Des avancées technologiques sont également attendues avec le développement de nouveaux types de protections, la mise au point de « couches connectées » avec réponse graduelle adaptée au volume et à la distribution temporelle des fuites.


En 2013 aux États-Unis, la National Association For Continence (NAFC) a établi des recommandations dans le but d'obtenir des normes précises concernant les produits absorbants : résistance après plusieurs épisodes d'incontinence, vitesse d'absorption, capacité maximale d'absorption et de rétention, mise à disposition de suffisamment de tailles différentes, sécurité d'utilisation en fonction des composants, présence d'un système de fermeture mécanique efficace, utilisation de matériaux « respirant » [43]. En France, il n'existe pas de normes obligatoires concernant les caractéristiques précédemment énoncées. Cela pourrait être l'objet d'une évaluation et de propositions afin de permettre une optimisation de l'utilisation de ces protections.

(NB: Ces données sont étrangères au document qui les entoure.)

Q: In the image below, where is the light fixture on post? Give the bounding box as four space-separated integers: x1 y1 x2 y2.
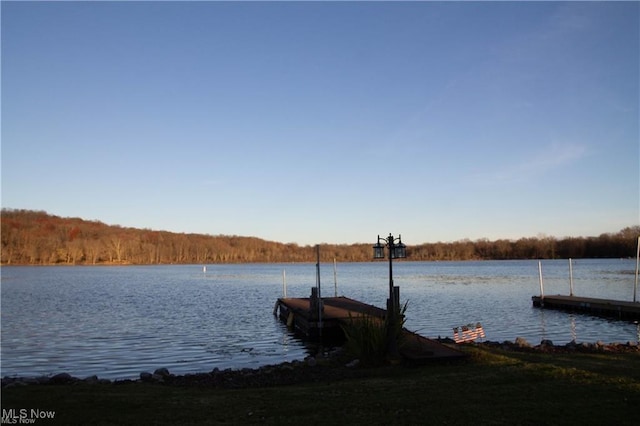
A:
373 234 407 355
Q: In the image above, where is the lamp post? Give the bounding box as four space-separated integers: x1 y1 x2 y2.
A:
373 234 407 355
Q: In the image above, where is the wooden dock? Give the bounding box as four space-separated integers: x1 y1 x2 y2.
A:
274 297 466 363
531 295 640 320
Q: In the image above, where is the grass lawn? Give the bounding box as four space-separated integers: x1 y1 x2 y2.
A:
2 345 640 425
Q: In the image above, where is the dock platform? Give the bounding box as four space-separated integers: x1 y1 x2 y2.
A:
274 297 466 363
531 295 640 320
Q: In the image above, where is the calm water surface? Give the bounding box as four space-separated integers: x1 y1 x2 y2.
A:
0 259 639 379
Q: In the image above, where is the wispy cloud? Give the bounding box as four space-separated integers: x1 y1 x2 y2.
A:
472 143 588 184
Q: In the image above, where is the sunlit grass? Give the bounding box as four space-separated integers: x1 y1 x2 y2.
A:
2 345 640 425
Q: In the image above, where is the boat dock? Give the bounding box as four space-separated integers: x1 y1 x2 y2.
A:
531 295 640 320
273 295 466 363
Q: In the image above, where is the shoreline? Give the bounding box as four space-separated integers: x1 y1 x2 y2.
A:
0 337 640 389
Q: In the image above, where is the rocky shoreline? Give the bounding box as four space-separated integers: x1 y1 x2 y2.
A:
0 337 640 389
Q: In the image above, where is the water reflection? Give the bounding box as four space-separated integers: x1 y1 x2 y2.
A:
0 260 640 378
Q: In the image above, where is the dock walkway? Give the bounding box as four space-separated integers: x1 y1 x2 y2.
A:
274 297 466 363
531 295 640 320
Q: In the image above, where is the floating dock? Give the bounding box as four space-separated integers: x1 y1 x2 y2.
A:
531 295 640 320
273 297 466 363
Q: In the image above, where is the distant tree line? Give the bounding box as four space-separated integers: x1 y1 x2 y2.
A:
0 209 640 265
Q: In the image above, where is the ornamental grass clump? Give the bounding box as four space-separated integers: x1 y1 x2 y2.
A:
342 303 407 366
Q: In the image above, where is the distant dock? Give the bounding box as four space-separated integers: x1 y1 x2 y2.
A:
273 297 466 363
531 295 640 320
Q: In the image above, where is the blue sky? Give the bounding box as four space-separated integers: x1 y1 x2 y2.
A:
2 1 640 245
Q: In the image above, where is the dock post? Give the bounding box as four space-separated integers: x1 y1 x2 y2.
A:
633 237 640 302
282 269 287 299
569 258 573 296
538 260 544 306
333 257 338 297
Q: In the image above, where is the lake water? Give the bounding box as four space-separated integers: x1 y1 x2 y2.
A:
0 259 639 379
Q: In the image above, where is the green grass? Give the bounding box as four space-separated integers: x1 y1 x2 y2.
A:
2 346 640 425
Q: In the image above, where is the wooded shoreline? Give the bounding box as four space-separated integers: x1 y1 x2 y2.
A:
0 209 640 266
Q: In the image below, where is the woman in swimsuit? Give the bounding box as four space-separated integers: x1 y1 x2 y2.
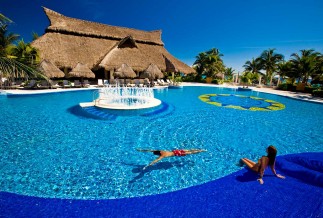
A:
241 145 285 185
137 149 206 170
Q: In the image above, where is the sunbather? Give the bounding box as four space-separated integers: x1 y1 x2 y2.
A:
137 149 206 170
241 145 285 185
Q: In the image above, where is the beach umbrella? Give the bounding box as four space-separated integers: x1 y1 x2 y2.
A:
141 64 164 80
67 63 95 79
38 59 65 78
113 64 137 78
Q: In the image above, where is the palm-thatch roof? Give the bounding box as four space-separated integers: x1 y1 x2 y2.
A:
113 64 137 78
141 64 164 79
38 59 65 78
67 63 95 78
32 8 194 73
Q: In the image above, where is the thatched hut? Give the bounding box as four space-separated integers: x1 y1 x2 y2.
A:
67 63 95 78
38 59 65 78
32 8 194 79
141 64 163 80
113 64 137 78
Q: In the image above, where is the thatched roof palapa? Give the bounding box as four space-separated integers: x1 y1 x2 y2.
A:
38 59 65 78
32 8 194 74
113 64 137 78
67 63 95 78
141 64 164 79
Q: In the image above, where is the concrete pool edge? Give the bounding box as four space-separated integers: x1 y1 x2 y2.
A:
0 152 323 217
0 82 323 104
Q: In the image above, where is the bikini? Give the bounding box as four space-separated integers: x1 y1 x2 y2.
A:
173 150 186 156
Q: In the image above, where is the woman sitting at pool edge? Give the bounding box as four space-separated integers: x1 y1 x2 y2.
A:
137 149 206 170
241 145 285 185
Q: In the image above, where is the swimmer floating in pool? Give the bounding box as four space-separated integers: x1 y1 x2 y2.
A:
137 149 206 170
241 145 285 185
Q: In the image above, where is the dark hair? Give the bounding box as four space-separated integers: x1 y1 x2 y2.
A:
267 145 277 166
153 151 161 156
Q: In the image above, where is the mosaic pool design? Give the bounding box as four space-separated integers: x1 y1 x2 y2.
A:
0 87 323 199
199 94 285 111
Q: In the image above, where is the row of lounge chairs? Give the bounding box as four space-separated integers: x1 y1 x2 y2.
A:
98 78 173 87
0 80 90 89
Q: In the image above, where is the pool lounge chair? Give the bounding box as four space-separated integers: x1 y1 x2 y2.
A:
157 79 167 86
144 78 151 87
63 80 72 88
83 79 90 88
24 80 36 89
48 80 62 89
166 79 174 85
109 79 117 87
73 80 82 88
37 80 50 89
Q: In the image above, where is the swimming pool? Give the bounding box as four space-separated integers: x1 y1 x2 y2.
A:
0 87 323 199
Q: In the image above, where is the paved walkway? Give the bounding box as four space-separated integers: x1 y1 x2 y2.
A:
0 82 323 103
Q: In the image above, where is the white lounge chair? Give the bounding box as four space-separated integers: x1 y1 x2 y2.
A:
73 80 82 88
83 79 90 88
63 80 72 88
24 80 36 89
157 79 167 86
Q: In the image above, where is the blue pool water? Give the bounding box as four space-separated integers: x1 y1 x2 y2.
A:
0 87 323 199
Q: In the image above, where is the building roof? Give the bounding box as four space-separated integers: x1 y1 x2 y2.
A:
32 8 194 73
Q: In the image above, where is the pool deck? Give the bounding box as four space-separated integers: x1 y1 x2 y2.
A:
0 82 323 103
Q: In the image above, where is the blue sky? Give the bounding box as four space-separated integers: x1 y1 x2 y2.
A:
0 0 323 72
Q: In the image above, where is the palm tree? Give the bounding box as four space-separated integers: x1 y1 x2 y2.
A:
193 52 207 77
0 14 47 85
224 67 234 81
290 49 319 83
11 40 39 67
0 24 19 57
194 48 224 80
259 49 284 85
243 58 263 85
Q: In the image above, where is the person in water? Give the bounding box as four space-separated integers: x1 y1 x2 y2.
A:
137 149 206 170
241 145 285 185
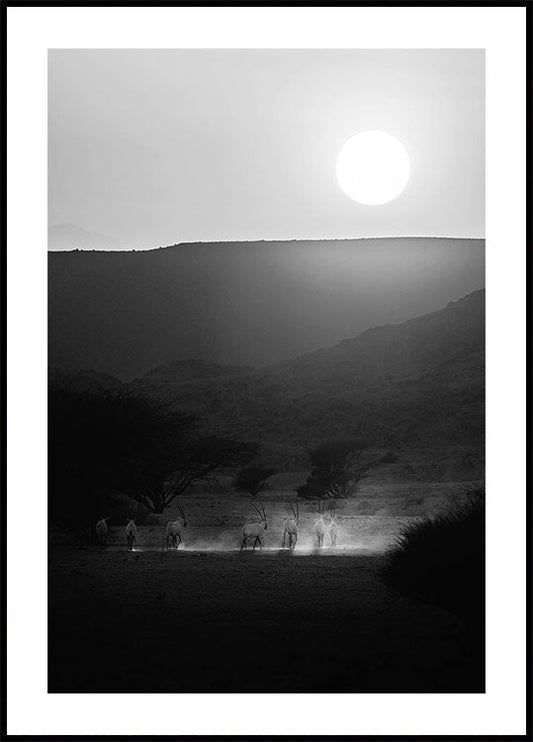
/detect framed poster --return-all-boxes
[4,3,531,739]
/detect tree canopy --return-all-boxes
[298,439,371,499]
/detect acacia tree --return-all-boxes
[297,440,372,499]
[49,389,257,525]
[235,464,275,497]
[131,435,258,513]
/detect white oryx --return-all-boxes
[124,518,137,551]
[329,507,339,546]
[314,500,326,549]
[96,516,109,549]
[241,503,267,551]
[283,503,300,551]
[167,505,187,549]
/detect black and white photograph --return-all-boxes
[0,0,533,742]
[48,50,485,693]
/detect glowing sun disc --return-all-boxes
[337,131,411,206]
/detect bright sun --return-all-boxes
[337,131,410,206]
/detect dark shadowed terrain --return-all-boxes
[49,238,485,380]
[49,546,484,693]
[50,291,485,482]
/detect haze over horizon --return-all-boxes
[49,49,485,250]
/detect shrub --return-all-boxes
[384,490,485,635]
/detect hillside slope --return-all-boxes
[49,238,484,380]
[129,291,485,481]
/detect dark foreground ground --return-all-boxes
[49,546,484,693]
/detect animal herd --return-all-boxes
[96,501,339,551]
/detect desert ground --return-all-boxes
[49,485,483,693]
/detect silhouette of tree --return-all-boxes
[235,464,275,497]
[136,435,258,513]
[49,389,257,528]
[297,440,372,499]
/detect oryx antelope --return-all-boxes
[241,503,267,551]
[329,508,339,546]
[283,503,300,551]
[96,516,109,549]
[124,518,137,551]
[167,505,187,549]
[314,500,326,549]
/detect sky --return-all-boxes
[48,50,485,249]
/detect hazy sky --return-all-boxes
[49,50,485,253]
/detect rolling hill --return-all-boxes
[128,291,485,481]
[49,238,484,380]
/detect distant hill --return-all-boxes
[48,224,120,250]
[128,291,485,481]
[49,237,484,380]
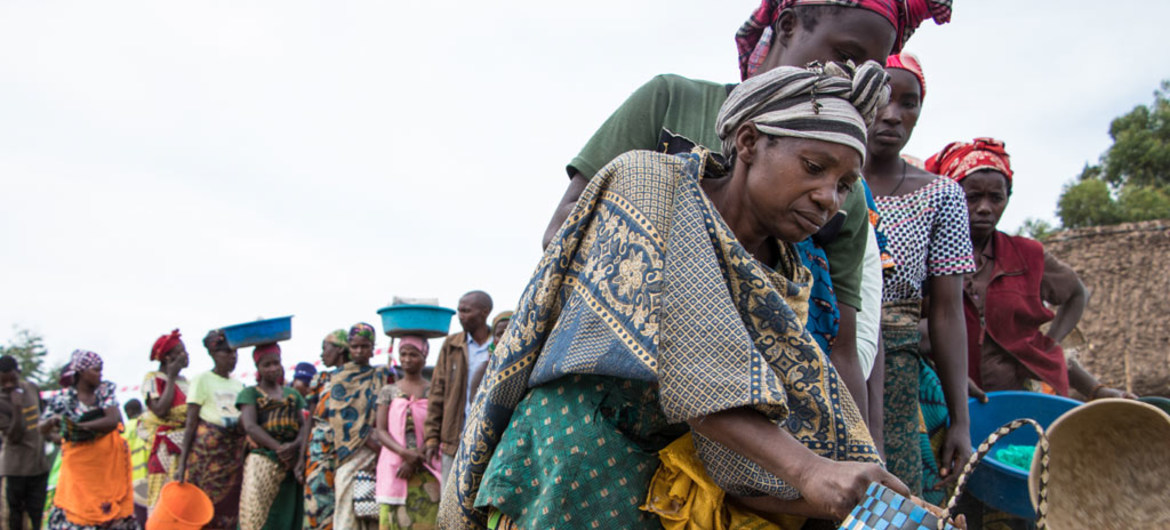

À noter que l'information objective et éclairée du grand public manque étrangement pour des dispositifs directement payés par le particulier (aucune référence spécifique par exemple lors d'une recherche spécifique sur www.60millions-mag.com/).


Au plan économique, Wu et al. [44] prévoient chez les femmes Nord-Américaines, une augmentation de 18,3 millions à 28,4 millions en 2050 du nombre de femmes présentant une IU. Les prévisions les plus pessimistes tablent sur une estimation de 58,2 millions de femmes présentant au moins un problème pélvi-périnéal, dont 41,3 millions de femmes incontinentes sur le plan urinaire. Ce résultat peut sans doute être extrapolé à la population mondiale et donc française, entraînant de façon parallèle une augmentation des coûts liés à l'IU et donc à l'usage des protections. L'optimisation de la prise en charge et des dispositifs proposés devra également avoir en ligne de mire, au-delà de l'aspect médical et de la qualité de vie, l'optimisation des coûts directs lié à l'utilisation des protections au cours de l'IU.


Conclusion


L'usage des produits absorbants reste à préciser afin d'optimiser la prise en charge des patients. Le développement de protections plus adaptées a déjà permis une amélioration de la qualité de vie, par l'amélioration du confort, de la sécurité quant à la prévention des fuites, à la discrétion volumétrique et odorifère. Il est nécessaire de poursuivre le développement de ces produits et de comparer plus précisément leurs caractéristiques intrinsèques, afin d'orienter au mieux les patients dans leurs choix.


Déclaration de liens d'intérêts


Les auteurs déclarent ne pas avoir de liens d'intérêts.